Le premier ministre russe, Vladimir Poutine, a révélé avoir rencontré les dix espions russes expulsés des Etats-Unis début juillet dans le cadre d'un échange sans précédent depuis la guerre froide et chanté avec eux des chansons patriotiques de l'époque soviétique.

Interrogé par un groupe de journalistes russes en marge d'une visite en Ukraine, M. Poutine, lui-même ancien agent du KGB (services secrets soviétiques), s'est longuement exprimé sur le sujet, selon la transcription publiée dimanche sur le site du gouvernement russe:

- Vous n'allez pas rencontrer les agents russes revenus des Etats-Unis?

Poutine: «je les ai rencontrés».

- Vous n'en dites pas plus?

Poutine: «Vous ne m'avez rien demandé de plus».

- De quoi avez-vous parlé?

Poutine: «De la vie».

- On raconte que vous avez chanté un karaoké avec eux.

Poutine: «On a chanté, pas un karaoké, mais avec un accompagnement musical».

- Vous ne dites pas ce que vous avez chanté?

Poutine: «Par quoi commence la Patrie, une chanson patriotique des années 1960 interprétée pour la première fois dans un film populaire, Le Bouclier et l'Epée du réalisateur Vladimir Bassov, sur le destin d'un espion soviétique travaillant en Allemagne durant la période nazie. «Je ne plaisante pas, c'est sérieux. Et (on a chanté) d'autres chansons de ce genre».

- Est-ce que vous avez l'intention de punir les agents russes?

Poutine: «Je crois que c'est une question indélicate. Elle ne peut pas être résolue au cours d'une conférence de presse. Les services secrets ont leurs règles. Et les collaborateurs de ces services connaissent très bien ces règles.    - Que vont faire ces agents maintenant en Russie?

Poutine: «Ils vont travailler et je suis sûr qu'ils auront des postes dignes, que leur vie sera intéressante, éblouissante».

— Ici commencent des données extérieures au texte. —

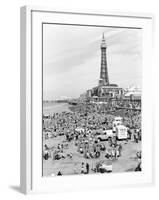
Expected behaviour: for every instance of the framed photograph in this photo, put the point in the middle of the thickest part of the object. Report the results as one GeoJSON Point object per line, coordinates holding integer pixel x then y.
{"type": "Point", "coordinates": [86, 100]}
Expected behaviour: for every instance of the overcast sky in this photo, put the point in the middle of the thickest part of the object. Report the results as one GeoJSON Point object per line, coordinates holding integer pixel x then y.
{"type": "Point", "coordinates": [72, 57]}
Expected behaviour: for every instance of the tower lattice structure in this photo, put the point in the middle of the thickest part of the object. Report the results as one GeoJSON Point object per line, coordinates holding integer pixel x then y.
{"type": "Point", "coordinates": [104, 78]}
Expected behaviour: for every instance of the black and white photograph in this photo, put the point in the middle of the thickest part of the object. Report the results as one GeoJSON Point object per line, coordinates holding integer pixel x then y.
{"type": "Point", "coordinates": [91, 99]}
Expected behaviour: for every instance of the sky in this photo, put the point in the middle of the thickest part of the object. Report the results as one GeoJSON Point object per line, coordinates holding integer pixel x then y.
{"type": "Point", "coordinates": [72, 58]}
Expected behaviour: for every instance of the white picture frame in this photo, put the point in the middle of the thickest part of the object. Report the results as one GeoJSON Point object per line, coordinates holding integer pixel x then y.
{"type": "Point", "coordinates": [31, 78]}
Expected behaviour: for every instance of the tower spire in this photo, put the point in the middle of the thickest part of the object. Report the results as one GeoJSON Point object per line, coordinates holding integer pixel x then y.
{"type": "Point", "coordinates": [104, 79]}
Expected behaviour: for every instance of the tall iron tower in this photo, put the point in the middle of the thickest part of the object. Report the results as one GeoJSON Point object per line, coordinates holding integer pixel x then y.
{"type": "Point", "coordinates": [104, 79]}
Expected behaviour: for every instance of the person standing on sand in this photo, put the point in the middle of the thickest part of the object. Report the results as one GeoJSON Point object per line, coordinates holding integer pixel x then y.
{"type": "Point", "coordinates": [82, 168]}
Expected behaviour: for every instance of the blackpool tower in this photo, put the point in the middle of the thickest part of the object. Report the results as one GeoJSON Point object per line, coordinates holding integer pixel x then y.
{"type": "Point", "coordinates": [104, 79]}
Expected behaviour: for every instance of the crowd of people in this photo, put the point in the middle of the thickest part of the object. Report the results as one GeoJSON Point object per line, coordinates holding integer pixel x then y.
{"type": "Point", "coordinates": [82, 124]}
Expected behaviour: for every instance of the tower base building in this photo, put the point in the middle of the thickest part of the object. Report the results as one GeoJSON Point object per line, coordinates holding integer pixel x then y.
{"type": "Point", "coordinates": [104, 91]}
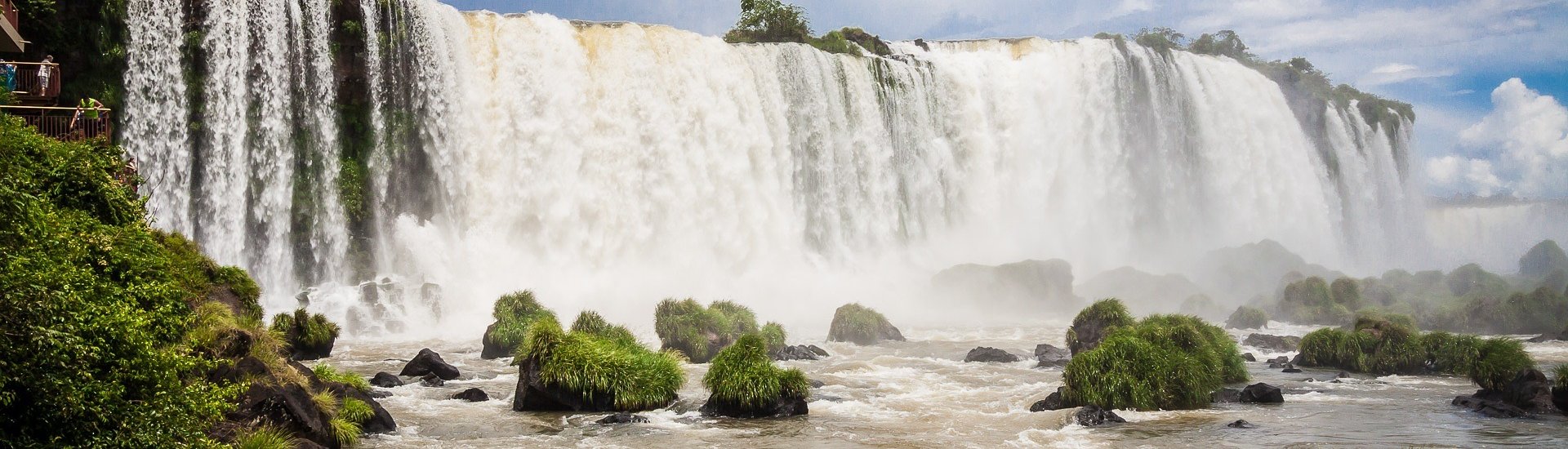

Les dix agents russes, parmi lesquels la jeune et jolie rousse Anna Chapman, héroïne de la scène médiatique, ont été remis le 9 juillet à Vienne par les Etats-Unis.

M. Poutine n'a indiqué ni le lieu ni la date de sa rencontre avec eux mais affirmé connaître les noms de tous les «traîtres» qui avaient contribué à leur arrestation.

«Cela résulte d'une haute trahison. Et les traîtres finissent toujours mal. En règle générale, ils finissent dans la rue comme des alcooliques ou des drogués. Récemment, un (traître) a fini son existence quelque part à l'étranger et on ne sait pas pour quelle raison», a dit M. Poutine, sans autre détail.

L'ancien espion russe Sergueï Tretiakov, qui s'était rendu aux autorités américaines en 2000 et pourrait avoir renseigné les Etats-Unis sur les agents russes, est décédé le 13 juin d'une crise cardiaque à l'âge de 53 ans.

Bizarrement, sa mort a été annoncée seulement le 9 juillet, jour de l'échange d'espions entre les Etats-Unis et la Russie.

M. Poutine a insisté sur la «vie très difficile de chacun» des dix agents russes.

«Imaginez-vous, d'abord il faut posséder une langue comme votre langue maternelle. Penser et parler dans cette langue, accomplir des missions pour les intérêts de la patrie pendant de nombreuses années, ne pas compter sur une couverture diplomatique, mettre en danger ses proches et soi-même», a souligné M. Poutine.

Selon des informations de presse non confirmées, les agents russes expulsés des Etats-Unis sont débriefés par le Service de renseignement extérieur russe (SVR) dans un lieu tenu secret dans la région de Moscou, dans le cadre d'une procédure qui pourrait durer plusieurs semaines.

M. Poutine a indiqué que ce n'était pas sa «mission» d'évaluer le travail de ces agents mais la tâche de «spécialistes, leurs chefs», et que le destinataire final de telles informations serait le président russe, Dmitri Medvedev.